The conservation groups say VDOT is violating the National Environmental Policy Act. And they say VDOT has not fully studied the impacts of widening Interstate 81.
The Shenandoah Valley Network and several other conservation organizations filed a lawsuit on the last day possible for legal action.
"The lawsuit was our very last option. It's not something we wanted to do at all but with comment periods ending, with the process rolling on, without seeing significant changes to the proposal, which still includes major widening and tolls," said Kim Sandum, executive director for the Community Alliance for Preservation, which is part of the S.V.N.
The organizations want VDOT to do studies that would look at the environmental impacts of the project, such as moving freight to rail, spot improvements, truck climbing lanes, and preservation of historic battlefields.
But VDOT spokesperson Laura Southard says the plans for expansion are just in the beginning stages and more research will be done before work begins.

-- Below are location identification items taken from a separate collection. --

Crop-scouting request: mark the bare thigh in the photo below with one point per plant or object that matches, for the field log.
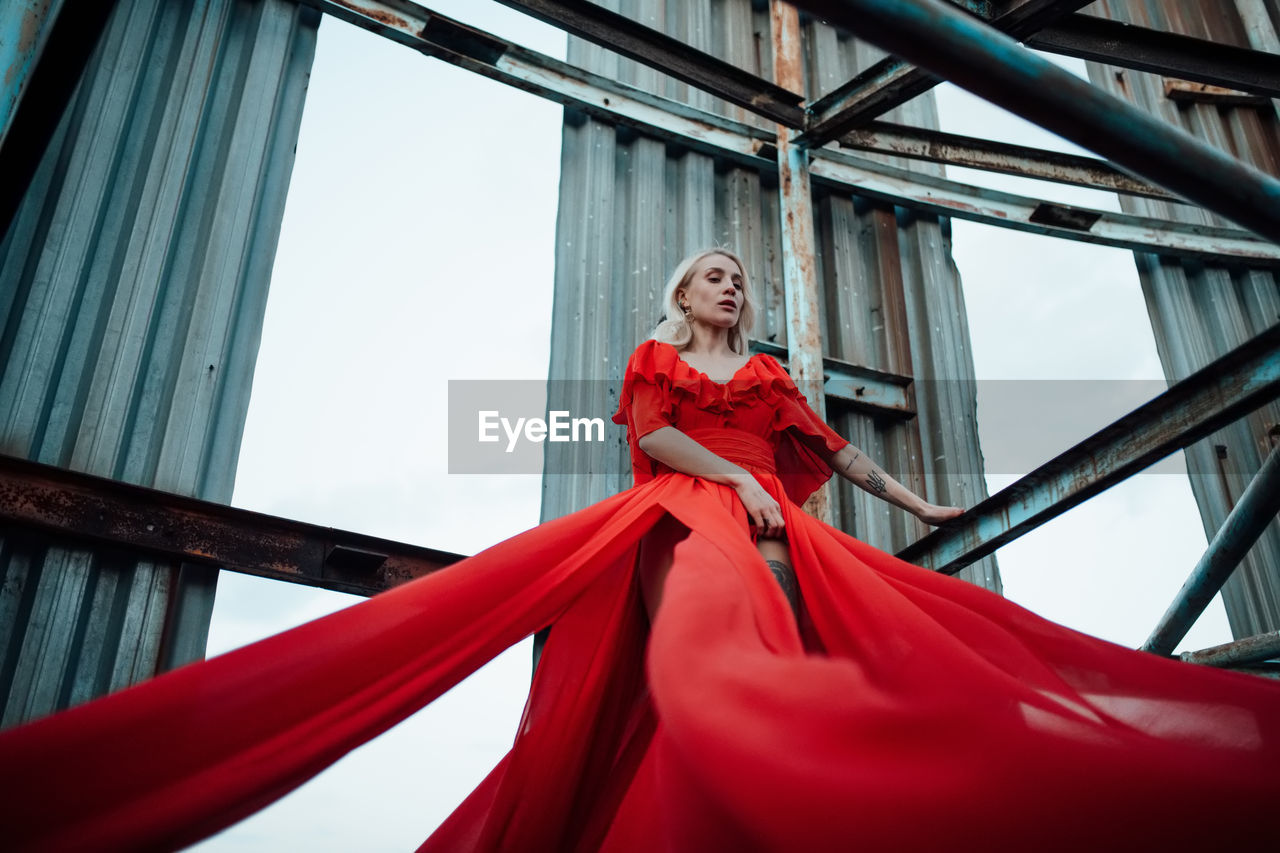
(778, 559)
(656, 559)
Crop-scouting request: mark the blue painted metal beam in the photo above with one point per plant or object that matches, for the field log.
(972, 54)
(24, 30)
(1246, 523)
(892, 81)
(1225, 389)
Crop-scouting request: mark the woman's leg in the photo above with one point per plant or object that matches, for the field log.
(656, 559)
(778, 559)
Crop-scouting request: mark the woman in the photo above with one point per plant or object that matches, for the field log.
(679, 702)
(709, 306)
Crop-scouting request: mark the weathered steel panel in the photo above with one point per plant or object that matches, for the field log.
(132, 290)
(1198, 311)
(632, 206)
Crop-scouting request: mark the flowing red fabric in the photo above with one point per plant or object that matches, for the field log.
(912, 711)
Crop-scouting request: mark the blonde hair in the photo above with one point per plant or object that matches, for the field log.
(676, 331)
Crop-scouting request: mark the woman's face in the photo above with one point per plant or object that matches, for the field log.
(714, 291)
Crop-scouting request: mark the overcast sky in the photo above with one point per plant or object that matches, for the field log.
(417, 247)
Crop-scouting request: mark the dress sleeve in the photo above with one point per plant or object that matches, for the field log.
(645, 404)
(801, 470)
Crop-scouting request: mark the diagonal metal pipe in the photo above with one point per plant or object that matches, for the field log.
(1256, 509)
(972, 54)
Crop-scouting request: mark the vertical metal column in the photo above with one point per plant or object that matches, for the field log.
(1197, 310)
(795, 201)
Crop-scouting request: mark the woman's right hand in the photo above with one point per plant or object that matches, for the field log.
(764, 511)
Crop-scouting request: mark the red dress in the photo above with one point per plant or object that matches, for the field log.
(918, 711)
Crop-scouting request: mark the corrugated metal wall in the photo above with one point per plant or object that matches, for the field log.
(1200, 311)
(132, 291)
(630, 208)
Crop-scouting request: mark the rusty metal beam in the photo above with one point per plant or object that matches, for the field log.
(1022, 213)
(670, 55)
(1251, 515)
(973, 153)
(620, 104)
(995, 67)
(1251, 649)
(1114, 42)
(892, 81)
(795, 206)
(1224, 391)
(42, 500)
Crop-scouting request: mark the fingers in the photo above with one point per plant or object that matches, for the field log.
(768, 520)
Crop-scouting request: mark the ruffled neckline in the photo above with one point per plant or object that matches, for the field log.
(691, 368)
(755, 381)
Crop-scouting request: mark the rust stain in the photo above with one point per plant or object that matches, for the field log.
(376, 14)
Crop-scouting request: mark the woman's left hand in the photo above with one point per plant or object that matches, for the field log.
(936, 515)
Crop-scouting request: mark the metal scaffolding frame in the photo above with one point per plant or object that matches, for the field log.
(970, 42)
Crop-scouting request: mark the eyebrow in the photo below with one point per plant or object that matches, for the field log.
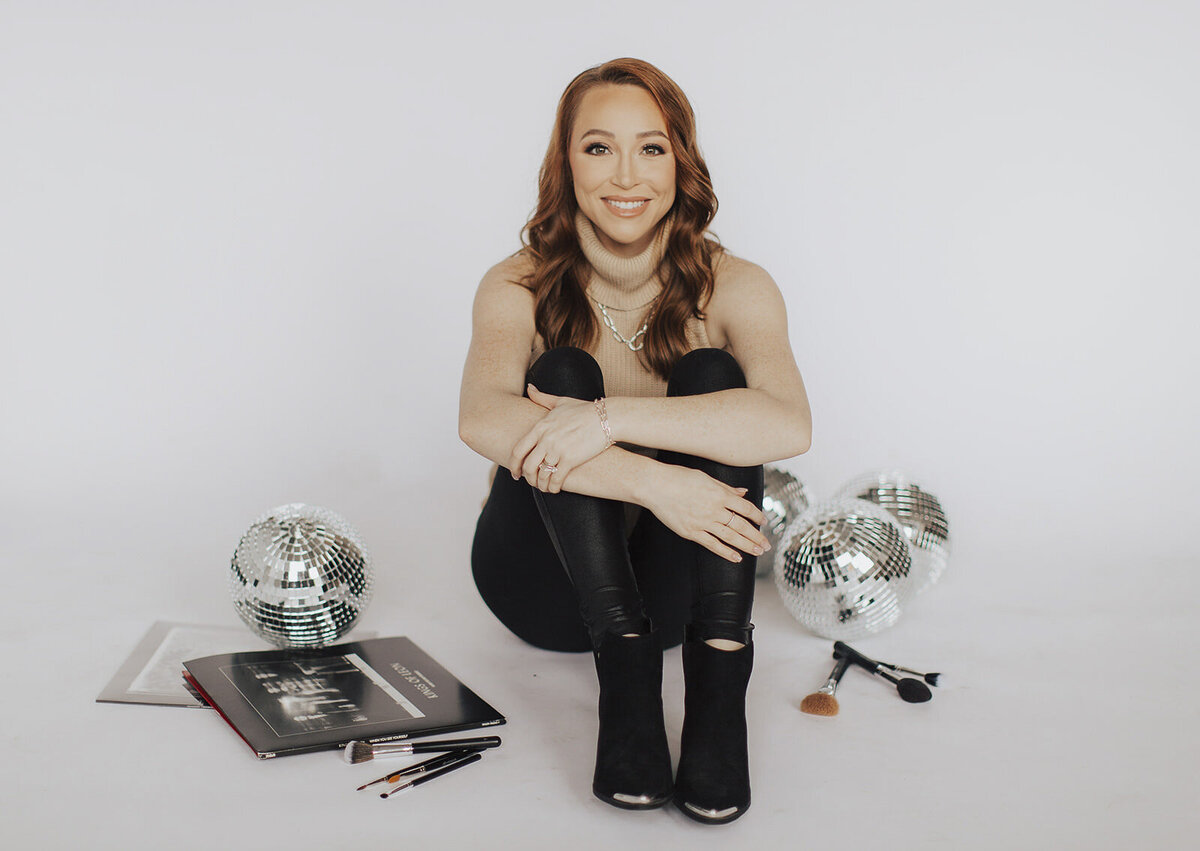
(643, 135)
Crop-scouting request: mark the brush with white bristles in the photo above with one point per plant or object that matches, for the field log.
(822, 701)
(365, 751)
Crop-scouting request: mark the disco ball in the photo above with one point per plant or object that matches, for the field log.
(300, 576)
(844, 570)
(784, 499)
(919, 515)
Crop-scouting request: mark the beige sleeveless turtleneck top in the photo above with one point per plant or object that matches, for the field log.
(628, 288)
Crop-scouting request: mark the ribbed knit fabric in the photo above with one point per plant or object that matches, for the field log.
(628, 288)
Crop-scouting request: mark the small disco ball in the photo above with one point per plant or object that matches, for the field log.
(784, 499)
(300, 576)
(919, 515)
(844, 570)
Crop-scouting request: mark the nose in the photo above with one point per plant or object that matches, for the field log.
(625, 175)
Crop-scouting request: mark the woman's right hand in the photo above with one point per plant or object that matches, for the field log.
(699, 508)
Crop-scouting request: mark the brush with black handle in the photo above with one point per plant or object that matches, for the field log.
(911, 690)
(931, 678)
(365, 751)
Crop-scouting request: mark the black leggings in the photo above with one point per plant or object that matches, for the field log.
(611, 583)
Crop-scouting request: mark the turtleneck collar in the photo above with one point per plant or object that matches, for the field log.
(622, 282)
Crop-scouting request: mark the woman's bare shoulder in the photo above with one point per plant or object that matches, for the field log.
(514, 269)
(736, 279)
(729, 267)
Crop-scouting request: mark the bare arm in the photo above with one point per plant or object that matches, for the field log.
(493, 417)
(766, 421)
(492, 412)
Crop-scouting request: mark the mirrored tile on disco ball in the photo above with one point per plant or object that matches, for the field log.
(919, 514)
(845, 569)
(784, 499)
(300, 576)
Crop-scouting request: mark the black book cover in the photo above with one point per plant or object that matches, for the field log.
(292, 701)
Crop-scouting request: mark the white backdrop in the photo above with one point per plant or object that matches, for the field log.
(239, 245)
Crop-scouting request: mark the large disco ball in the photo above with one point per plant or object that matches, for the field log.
(784, 499)
(300, 576)
(919, 515)
(844, 570)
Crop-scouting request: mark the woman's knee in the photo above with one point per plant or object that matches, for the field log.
(567, 371)
(705, 370)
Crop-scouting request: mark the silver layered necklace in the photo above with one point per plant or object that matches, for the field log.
(635, 342)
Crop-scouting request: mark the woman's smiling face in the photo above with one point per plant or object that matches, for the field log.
(622, 166)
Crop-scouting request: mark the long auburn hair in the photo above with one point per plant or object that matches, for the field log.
(561, 271)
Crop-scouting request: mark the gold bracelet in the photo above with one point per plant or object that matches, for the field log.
(603, 411)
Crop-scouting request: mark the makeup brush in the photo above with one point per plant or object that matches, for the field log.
(931, 678)
(822, 701)
(365, 751)
(423, 767)
(911, 690)
(474, 756)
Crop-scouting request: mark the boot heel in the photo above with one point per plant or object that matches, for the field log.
(633, 760)
(713, 781)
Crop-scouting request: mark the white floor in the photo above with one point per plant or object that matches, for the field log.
(1068, 720)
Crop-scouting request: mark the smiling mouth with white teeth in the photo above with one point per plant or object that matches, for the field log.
(627, 204)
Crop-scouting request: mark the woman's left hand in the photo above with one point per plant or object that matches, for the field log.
(568, 436)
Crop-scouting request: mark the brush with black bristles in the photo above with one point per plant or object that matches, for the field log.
(911, 690)
(931, 678)
(822, 701)
(365, 751)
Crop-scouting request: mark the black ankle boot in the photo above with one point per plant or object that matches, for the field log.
(633, 760)
(713, 783)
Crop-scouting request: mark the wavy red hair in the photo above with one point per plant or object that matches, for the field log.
(559, 276)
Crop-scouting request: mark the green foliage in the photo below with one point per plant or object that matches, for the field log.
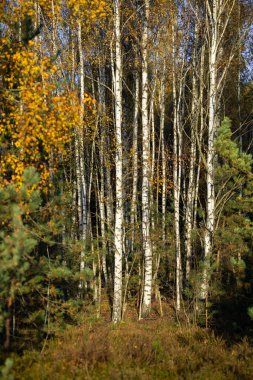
(16, 241)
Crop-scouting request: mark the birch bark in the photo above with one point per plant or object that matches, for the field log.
(147, 249)
(118, 233)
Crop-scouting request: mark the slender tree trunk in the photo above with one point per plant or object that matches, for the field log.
(118, 234)
(147, 249)
(212, 108)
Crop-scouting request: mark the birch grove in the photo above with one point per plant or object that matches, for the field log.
(134, 132)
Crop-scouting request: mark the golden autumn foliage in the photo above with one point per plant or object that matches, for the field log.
(90, 10)
(37, 120)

"There are no funds that have been identified to do any widening projects, and if we were to proceed with widening projects first, we've go to do more detailed environmental studies on those possible locations," says Southard. "A lot of questions still have to be answered about Interstate 81 and we're going to follow all federal and state processes in answering those questions."
However, members of S.V.N. claim that VDOT is narrowing down its options for possible projects, and then looking at the environmental impacts.
"It seems to be, you should do it the other way around. You should look at the impacts as well as the traffic needs, and try to come up with something that addresses both of those, not look at one only, and then by the way, what happened to the other," says Sandum.
VDOT officials say they are working on safety improvements and they are only following plans directed by the Commonwealth Transportation Board. Members of the S.V.N. hope the lawsuit will convince the board to re-examine whether widening the interstate is appropriate.